With all of the stolen identities, viruses, Trojans and other malware, here are the steps you need to keep your computer safe:
- Purchase a good quality anti-virus/firewall (AV/F) program.
- Install the AV/F program. DO NOT backup data before installing, since this will just save any malware already on your computer. If possible, boot from the AV/F disk and perform a complete system scan.
- Update your operating system and your AV/F program. Run a second complete system scan.
- Backup your data to a series of Blu-Ray, DVD or CD ROMS and store in a place that is safe from theft, fire, electromotive pulse damage, etc. Bank safety deposit boxes are ideal.
- Change your passwords. Do not use any word or combination of words in any language that could appear in a dictionary as these are vulnerable. The password should be at least 20 characters long and include 2 upper case and 2 lower case letters, 2 numbers, 2 special character (such as !@#$%%), 3 polynomials, an imaginary number, an augmented 7th chord, and a mathematical impossibility.

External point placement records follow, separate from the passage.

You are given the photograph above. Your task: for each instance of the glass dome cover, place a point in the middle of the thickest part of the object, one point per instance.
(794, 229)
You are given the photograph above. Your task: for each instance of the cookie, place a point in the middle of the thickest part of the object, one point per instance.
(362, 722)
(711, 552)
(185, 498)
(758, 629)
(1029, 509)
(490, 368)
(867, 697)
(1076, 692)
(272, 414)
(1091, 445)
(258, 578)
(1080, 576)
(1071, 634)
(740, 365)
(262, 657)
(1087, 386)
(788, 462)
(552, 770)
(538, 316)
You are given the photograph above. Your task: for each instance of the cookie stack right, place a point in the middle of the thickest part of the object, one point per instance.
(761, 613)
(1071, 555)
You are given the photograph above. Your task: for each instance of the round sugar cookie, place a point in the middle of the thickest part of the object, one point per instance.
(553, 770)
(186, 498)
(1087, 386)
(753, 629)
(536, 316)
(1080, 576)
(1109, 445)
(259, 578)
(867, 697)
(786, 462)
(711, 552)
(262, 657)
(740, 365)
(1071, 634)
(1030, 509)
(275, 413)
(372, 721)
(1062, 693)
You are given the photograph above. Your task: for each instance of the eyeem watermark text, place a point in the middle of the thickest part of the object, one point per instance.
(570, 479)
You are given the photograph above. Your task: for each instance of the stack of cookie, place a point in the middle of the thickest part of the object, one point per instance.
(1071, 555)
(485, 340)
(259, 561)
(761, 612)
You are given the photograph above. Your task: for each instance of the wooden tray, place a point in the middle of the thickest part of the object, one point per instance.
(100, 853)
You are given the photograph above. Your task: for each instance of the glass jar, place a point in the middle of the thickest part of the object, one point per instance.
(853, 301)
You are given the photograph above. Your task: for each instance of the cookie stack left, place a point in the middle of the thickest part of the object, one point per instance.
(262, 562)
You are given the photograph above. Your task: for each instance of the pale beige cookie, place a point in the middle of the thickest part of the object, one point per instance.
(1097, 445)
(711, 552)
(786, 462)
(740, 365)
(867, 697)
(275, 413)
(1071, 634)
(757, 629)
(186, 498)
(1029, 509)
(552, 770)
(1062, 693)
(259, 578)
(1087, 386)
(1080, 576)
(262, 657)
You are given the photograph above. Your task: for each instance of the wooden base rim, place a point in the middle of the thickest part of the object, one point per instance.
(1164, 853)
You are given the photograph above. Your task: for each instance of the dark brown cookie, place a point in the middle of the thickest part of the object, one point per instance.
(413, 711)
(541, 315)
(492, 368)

- DO NOT WRITE YOUR PASSWORD ANYWHERE!
- Remember, if you can remember your password, it is not safe.
- Change all your passwords again.
- Turn the computer off and remove the power cable.
- Remove all other cables attached to the computer.
- Remove the screws holding the cover on your desktop OR if you’re using a laptop, remove the battery and all the screws on the bottom of the computer.
- Remove the screws on all boards, modules and devices inside your computer. If possible, unsolder all components from the printed circuit boards.
- Take each of these items and hide or bury each in a different county/parish. If possible, different states or provinces. (Note: For a variety of reasons, it is advisable that you not cross international borders with your computer parts.)
- Consult a professional hypnotist and ask him/her to erase all memories of any passwords or portions of passwords from your subconscious. (Although equally effective, lobotomies have unwanted side effects.)
Congratulations! Your computer is now safe! Enjoy!
Damn, Steve. You know I’m a cybernaut (NOT!), and a cyberphobe to the max. So is what you’re saying that I should continue drinking my usual my usual amount of Te-kill-ya while using my computer…or more? Please advise.
The worm in the tequila bottle is quite different than the affliction from which your computer suffers. However – if you buy a 55 gallon drum of tequila and soak your computer in it, after 24 hours, it should be quite safe.